Loin d’être un phénomène isolé, la jeune femme se rattache à tout un groupe d’influenceuses très en vogue, qui mènent elles aussi une vie proche de la nature façon cabin in the woods. Hannah Lee Dugan (826k abonnés), la BFF d’Isabel, a ainsi passé deux ans à rénover une maison dans les bois et à y vivre seule en compagnie de ses plantes, tandis que Hitomi Mochizuki (plus d’un million de followers), qui se qualifie de “nymphe de forêt” dans sa bio insta, voyage et médite dans l’espoir de trouver “l’endroit où elle doit être sur terre”. Leur rêve commun ? Cultiver un potager suffisamment abondant pour en vivre et être le plus #mindful possible.

 

 

Génération désillusion

 

Sur internet, on le sait bien, rien ne se perd et rien ne se crée : ces farm girls 2.0 sont les dignes héritières de la tendance néo-hippie #liveinavan #traveltheworld des années 2010. La plupart d’entre elles ont d’ailleurs commencé leur carrière en ligne comme influenceuses vegan, adeptes de yoga et de voyage.

Hannah a ainsi sillonné les Etats-Unis dans un van qu’elle avait aménagé, tandis qu’Isabel, prof de yoga certifiée, est aussi réputée pour ses vidéos “what I eat in a day - vegan” pleines de recettes healthy.

 

Les années passant, un shift s’est pourtant opéré chez ces jeunes femmes, qui se sont progressivement éloignées de l’image de la it-girl parfaite pour s’intéresser davantage à des hobbies durables, comme la permaculture, le tissage ou le bricolage. Car la tendance cottagecore est avant tout le miroir de préoccupations sociales plus profondes, liées à l’écologie et aux dérives d’un capitalisme effréné.

Si les photos d’Isabel, de Hitomi et de Hannah continuent à ressembler à un feed tumblr impeccable, derrière cette vie à la montagne se dessine aussi la désillusion d’une génération en quête d’authenticité, confrontée à des crises économiques sans précédent. « Après des études en biologie, j’ai arrêté l’université parce que je ne voulais pas m’endetter pour faire quelque chose qui ne me passionnait pas tant que ça » confie Isabel à sa caméra.

 

« J’avais besoin de mener une existence qui ait du sens ». Hannah, quant à elle, a plaqué une vie de mannequin à New York pour renouer avec un quotidien plus simple. Qualifiées d’inspirantes par leur audience sans cesse grandissante, elles incarnent ainsi à la perfection nos rêves de slow life et nos questionnements existentiels.

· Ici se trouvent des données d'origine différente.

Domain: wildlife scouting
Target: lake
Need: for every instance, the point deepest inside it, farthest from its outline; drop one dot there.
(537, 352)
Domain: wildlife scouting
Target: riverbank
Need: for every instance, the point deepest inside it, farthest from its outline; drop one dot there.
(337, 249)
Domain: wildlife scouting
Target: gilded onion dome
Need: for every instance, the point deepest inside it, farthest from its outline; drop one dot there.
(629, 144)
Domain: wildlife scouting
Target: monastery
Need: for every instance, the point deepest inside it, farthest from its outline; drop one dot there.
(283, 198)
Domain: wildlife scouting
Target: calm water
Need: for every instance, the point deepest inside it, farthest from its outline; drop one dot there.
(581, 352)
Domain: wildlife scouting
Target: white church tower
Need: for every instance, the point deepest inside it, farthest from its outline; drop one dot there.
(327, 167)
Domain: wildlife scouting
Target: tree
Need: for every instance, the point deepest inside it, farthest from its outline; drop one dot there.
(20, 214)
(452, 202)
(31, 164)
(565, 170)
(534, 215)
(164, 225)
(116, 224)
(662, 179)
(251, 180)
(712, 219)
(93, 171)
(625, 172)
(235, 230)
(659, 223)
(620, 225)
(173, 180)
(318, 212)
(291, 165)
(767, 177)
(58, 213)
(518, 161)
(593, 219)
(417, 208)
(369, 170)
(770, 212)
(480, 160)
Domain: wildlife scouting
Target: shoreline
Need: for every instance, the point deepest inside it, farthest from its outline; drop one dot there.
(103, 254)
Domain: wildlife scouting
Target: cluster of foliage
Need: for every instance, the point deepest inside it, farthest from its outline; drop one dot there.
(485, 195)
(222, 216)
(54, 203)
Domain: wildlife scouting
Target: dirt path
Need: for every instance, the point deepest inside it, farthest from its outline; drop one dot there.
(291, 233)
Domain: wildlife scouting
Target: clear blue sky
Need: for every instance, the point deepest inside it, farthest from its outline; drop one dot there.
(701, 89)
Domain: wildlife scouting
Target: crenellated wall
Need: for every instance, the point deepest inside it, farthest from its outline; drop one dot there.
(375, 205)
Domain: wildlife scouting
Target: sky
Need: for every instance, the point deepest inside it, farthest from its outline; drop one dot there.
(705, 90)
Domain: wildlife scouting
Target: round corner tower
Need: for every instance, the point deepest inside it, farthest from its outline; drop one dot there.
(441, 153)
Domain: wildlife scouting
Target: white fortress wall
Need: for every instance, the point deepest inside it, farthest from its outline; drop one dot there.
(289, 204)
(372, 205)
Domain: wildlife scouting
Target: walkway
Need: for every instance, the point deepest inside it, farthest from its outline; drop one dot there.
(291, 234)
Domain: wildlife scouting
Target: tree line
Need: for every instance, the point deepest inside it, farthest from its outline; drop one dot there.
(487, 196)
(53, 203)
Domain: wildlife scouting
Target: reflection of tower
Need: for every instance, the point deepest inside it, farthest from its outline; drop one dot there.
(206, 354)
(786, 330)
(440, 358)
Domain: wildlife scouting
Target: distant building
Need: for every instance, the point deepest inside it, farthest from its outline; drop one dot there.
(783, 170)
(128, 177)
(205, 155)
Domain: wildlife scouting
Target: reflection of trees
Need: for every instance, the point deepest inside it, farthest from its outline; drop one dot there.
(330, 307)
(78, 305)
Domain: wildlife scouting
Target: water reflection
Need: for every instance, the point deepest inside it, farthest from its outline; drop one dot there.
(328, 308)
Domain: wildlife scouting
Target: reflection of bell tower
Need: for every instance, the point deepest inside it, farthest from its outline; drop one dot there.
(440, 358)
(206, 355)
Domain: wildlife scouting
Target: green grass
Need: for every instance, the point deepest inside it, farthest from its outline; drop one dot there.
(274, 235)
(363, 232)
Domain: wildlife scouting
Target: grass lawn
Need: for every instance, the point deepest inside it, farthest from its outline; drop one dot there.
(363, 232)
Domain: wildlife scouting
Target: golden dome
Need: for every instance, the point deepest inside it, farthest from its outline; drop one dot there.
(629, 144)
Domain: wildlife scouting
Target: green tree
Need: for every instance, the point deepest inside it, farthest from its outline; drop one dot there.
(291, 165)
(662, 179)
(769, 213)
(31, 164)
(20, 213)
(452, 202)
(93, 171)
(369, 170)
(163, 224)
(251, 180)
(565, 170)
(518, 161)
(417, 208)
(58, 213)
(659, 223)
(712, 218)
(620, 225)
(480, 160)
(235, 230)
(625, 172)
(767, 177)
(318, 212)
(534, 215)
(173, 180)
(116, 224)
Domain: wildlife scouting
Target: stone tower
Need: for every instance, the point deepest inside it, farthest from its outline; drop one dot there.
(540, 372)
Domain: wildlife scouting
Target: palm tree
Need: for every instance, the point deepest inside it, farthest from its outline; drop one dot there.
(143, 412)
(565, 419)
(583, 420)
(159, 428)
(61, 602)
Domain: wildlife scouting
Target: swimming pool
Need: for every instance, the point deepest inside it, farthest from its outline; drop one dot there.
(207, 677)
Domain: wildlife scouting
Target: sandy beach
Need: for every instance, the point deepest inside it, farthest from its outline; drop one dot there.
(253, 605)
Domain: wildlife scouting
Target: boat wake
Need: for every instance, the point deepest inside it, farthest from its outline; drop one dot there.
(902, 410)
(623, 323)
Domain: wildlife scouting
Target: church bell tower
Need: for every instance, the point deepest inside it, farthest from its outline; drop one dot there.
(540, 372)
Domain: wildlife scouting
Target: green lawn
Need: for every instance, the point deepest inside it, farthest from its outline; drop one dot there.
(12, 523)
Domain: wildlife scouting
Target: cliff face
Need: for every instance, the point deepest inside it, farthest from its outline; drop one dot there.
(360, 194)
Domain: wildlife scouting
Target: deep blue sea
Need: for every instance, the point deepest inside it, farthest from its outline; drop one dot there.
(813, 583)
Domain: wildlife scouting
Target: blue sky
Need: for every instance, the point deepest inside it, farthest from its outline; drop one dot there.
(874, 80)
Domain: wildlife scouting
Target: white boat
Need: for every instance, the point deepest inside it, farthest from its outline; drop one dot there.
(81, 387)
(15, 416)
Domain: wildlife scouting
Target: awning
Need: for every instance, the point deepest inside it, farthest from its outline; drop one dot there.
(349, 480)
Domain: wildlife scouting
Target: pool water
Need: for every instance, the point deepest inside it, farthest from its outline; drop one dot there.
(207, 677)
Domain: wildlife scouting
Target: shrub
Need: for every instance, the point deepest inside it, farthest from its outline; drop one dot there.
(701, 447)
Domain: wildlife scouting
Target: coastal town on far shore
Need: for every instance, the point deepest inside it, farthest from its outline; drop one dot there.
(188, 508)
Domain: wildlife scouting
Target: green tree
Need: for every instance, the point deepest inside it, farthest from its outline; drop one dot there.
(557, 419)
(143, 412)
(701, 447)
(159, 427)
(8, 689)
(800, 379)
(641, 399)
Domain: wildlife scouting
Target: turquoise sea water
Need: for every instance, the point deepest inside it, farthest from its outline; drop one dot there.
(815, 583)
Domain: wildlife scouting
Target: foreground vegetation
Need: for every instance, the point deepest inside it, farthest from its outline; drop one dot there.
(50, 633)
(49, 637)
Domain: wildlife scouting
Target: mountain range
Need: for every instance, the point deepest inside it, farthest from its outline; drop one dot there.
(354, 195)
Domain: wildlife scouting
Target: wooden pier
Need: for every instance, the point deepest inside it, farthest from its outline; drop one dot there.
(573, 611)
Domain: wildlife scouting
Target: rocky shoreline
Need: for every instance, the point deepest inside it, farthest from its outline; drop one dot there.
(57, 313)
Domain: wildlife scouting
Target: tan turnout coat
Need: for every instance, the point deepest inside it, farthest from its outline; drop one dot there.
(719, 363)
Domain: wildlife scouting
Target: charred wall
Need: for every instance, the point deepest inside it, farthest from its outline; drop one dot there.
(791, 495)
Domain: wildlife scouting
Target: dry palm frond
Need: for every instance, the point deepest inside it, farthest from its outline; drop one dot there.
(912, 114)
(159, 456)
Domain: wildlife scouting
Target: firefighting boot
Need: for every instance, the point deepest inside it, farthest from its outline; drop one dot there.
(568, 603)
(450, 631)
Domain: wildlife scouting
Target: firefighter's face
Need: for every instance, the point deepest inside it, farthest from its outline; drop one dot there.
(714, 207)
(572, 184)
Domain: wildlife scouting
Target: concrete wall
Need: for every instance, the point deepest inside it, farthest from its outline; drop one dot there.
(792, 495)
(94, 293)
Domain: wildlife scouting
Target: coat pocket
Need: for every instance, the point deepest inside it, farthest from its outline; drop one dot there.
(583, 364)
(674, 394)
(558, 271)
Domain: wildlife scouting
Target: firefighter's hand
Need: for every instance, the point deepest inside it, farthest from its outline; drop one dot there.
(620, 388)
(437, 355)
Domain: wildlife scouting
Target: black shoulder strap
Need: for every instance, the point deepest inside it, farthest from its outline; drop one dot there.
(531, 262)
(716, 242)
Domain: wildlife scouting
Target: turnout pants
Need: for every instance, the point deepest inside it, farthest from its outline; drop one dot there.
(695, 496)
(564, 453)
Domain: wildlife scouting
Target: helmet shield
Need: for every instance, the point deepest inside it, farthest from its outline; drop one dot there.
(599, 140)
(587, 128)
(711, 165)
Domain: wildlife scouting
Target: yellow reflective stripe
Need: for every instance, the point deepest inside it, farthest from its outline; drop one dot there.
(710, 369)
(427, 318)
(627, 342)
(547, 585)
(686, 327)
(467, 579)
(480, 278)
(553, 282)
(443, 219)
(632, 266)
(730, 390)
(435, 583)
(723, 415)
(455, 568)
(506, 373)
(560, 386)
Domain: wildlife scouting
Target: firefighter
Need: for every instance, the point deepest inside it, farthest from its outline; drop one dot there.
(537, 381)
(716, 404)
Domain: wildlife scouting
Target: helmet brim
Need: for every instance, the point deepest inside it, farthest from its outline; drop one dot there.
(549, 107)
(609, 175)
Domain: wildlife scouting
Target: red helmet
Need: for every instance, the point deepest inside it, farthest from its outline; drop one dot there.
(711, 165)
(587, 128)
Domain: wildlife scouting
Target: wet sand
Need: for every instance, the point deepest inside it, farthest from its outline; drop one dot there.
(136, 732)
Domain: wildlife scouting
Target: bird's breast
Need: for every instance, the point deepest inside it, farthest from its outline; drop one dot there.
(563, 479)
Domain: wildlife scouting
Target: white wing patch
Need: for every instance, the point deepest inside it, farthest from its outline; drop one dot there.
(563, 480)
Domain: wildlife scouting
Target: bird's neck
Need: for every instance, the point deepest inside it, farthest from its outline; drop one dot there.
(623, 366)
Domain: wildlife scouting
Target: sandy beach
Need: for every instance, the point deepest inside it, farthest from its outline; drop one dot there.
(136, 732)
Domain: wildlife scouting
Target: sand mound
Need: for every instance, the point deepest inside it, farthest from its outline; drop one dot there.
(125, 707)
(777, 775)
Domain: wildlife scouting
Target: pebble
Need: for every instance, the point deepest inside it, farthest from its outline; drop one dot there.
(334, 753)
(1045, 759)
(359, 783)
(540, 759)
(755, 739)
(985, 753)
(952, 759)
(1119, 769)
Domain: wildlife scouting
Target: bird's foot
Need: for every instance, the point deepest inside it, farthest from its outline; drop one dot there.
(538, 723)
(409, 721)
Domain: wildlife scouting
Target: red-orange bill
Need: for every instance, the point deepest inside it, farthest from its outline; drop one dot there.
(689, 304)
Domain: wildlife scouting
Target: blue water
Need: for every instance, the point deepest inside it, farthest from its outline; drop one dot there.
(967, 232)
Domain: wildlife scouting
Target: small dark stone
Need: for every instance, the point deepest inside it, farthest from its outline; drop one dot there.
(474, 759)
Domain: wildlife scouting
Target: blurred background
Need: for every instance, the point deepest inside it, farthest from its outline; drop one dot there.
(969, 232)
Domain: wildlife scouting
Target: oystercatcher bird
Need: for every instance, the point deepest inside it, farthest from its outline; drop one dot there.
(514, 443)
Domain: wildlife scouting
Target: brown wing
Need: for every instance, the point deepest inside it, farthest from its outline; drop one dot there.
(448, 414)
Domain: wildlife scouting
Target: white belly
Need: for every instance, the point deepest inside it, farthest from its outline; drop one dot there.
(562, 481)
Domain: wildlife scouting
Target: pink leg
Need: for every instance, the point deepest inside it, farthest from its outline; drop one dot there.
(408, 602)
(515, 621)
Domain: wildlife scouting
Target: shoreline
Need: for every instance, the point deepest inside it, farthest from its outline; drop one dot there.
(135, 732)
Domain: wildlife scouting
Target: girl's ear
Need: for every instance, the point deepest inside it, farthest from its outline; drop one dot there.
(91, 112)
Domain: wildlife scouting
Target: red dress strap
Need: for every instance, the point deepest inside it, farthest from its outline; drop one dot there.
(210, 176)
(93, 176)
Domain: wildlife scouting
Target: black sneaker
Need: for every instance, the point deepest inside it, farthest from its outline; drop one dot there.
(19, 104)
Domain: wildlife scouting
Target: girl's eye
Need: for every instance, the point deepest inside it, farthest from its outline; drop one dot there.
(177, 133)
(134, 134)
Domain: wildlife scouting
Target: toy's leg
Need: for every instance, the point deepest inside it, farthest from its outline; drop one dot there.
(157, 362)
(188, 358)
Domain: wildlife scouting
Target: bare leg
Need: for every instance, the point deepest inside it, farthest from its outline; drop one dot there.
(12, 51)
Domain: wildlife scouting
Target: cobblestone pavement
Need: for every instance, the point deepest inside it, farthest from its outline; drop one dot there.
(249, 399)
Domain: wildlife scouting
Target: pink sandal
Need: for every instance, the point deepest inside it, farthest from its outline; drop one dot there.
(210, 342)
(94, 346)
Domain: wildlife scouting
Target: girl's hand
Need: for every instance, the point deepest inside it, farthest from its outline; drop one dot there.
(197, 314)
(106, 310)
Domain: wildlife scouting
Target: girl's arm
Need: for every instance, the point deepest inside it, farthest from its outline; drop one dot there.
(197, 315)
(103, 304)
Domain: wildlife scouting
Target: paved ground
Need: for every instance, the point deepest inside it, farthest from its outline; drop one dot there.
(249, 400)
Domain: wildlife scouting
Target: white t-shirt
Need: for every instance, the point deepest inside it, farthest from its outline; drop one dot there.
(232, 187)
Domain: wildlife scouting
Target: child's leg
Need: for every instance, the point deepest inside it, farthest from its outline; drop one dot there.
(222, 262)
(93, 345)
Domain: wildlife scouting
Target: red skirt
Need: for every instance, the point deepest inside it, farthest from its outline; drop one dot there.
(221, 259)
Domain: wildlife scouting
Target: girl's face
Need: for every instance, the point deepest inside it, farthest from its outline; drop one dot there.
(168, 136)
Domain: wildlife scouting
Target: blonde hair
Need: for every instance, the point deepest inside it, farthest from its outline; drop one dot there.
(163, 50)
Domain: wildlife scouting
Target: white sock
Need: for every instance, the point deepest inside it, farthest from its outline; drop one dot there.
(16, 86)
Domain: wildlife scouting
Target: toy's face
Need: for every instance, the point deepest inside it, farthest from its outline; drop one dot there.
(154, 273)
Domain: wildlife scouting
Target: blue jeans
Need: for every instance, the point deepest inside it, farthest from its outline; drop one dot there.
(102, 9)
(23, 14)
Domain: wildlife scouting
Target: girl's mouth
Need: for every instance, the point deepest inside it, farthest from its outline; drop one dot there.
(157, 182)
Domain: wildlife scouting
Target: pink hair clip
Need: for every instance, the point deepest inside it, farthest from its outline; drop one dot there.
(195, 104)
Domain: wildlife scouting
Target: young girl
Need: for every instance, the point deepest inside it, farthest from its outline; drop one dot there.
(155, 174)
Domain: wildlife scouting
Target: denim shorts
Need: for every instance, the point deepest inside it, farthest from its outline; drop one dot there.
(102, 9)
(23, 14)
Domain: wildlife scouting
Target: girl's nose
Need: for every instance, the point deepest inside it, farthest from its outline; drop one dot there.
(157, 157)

Réinventer le métier d’influenceuse ?

 

Vlogs sur l’absence de chauffage l’hiver, les invasions de souris ou les travaux d’isolation… On est loin du lifestyle glamour généralement associé aux influenceuses. « Pas mal de monde me dit "Oh, j’aimerais trop vivre comme toi" » note Hannah dans une de ses vidéos, « mais en vrai, tout le monde n’a pas envie de faire au quotidien les choses que je dois faire pour avoir ce style de vie ».

 

Cependant, que l’on ne s’y trompe pas : derrière cette vie simple et en accord avec soi-même se cache aussi un vrai business model. Si ces néo-influenceuses ne font pas de partenariat avec des marques comme Fashion Nova ni de collabs avec Adidas, elles mettent en avant d’autres types de produits, comme BetterHelp, une appli de suivi psychologique ou Casetify, une marque de coques pour téléphones recyclables… et gagnent extrêmement bien leur vie, au point de pouvoir être propriétaires de terrains ou de plusieurs maisons (décrépies, certes, mais quand même).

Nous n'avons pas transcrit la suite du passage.